2. The method of claim 1, wherein in step 2, the teacher network is a neural network that has been pre-trained.

3. The method of claim 1, wherein in step 2, the label graph in the training set is formed by manually marking an original graph.

4. The method according to claim 1, wherein in the step 2, the input of the refinement module is a feature map having 512 channels generated by a second-last layer of the teacher's network; in the step 3, the feature map generated by the student network is a feature map with 128 channels generated by the penultimate layer of the student network.
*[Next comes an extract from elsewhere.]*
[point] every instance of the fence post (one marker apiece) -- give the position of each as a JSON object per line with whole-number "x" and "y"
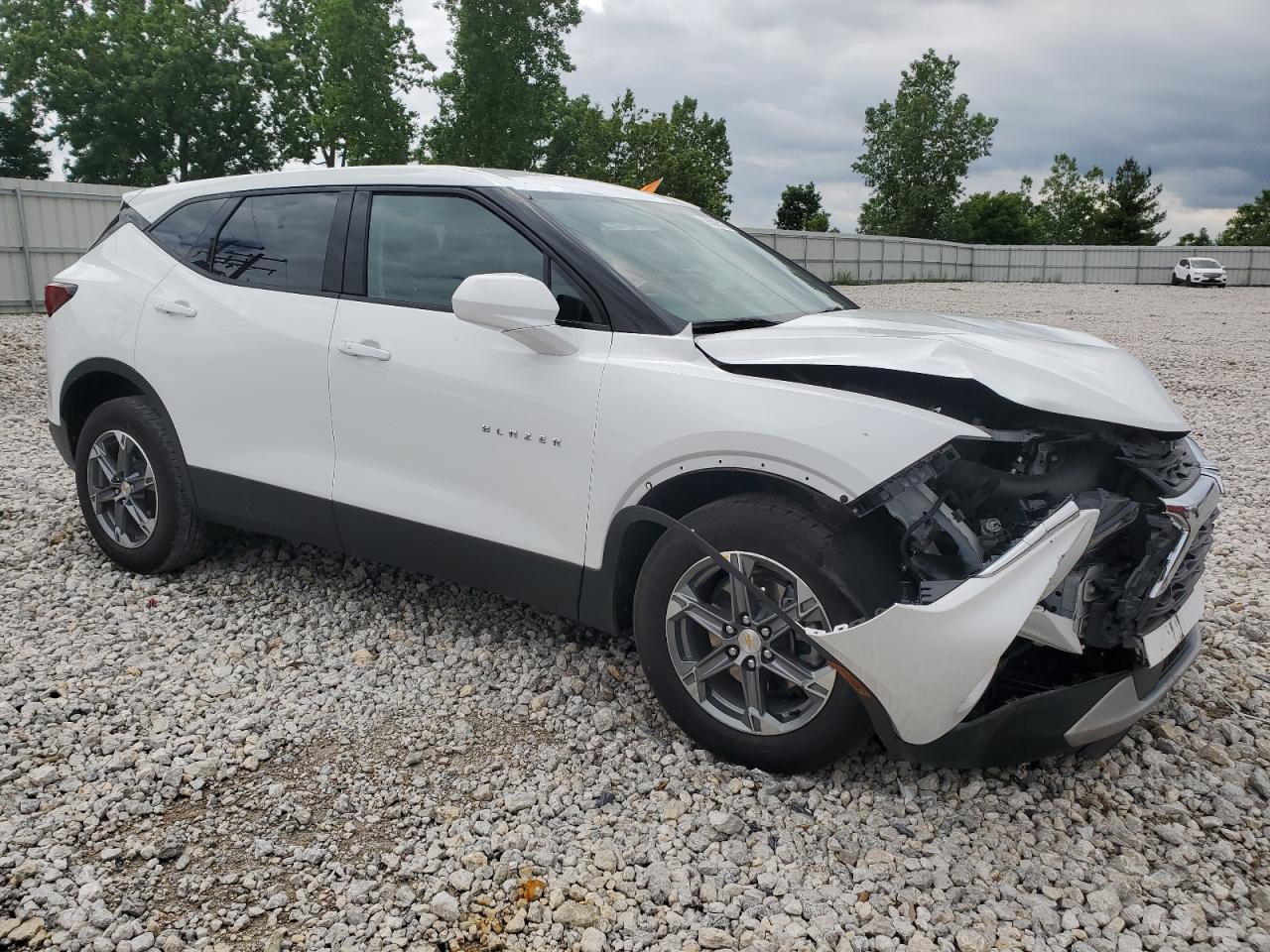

5. The method according to claim 1, wherein in step 2, training the refinement module includes:

the Loss function Loss is expressed as:

wherein y=y _truth ,y′＝y _pred ，y _truth Representing a label map, y _pred Representing a predictive map;w represents the limited variable and n represents the total number of samples.

6. An electronic device, comprising:

one or more processors;

storage means for storing one or more programs,

when executed by the one or more processors, causes the one or more processors to implement the method of any of claims 1-5.

7. A computer readable medium, on which a computer program is stored, characterized in that the program, when being executed by a processor, implements the method according to any of claims 1-5.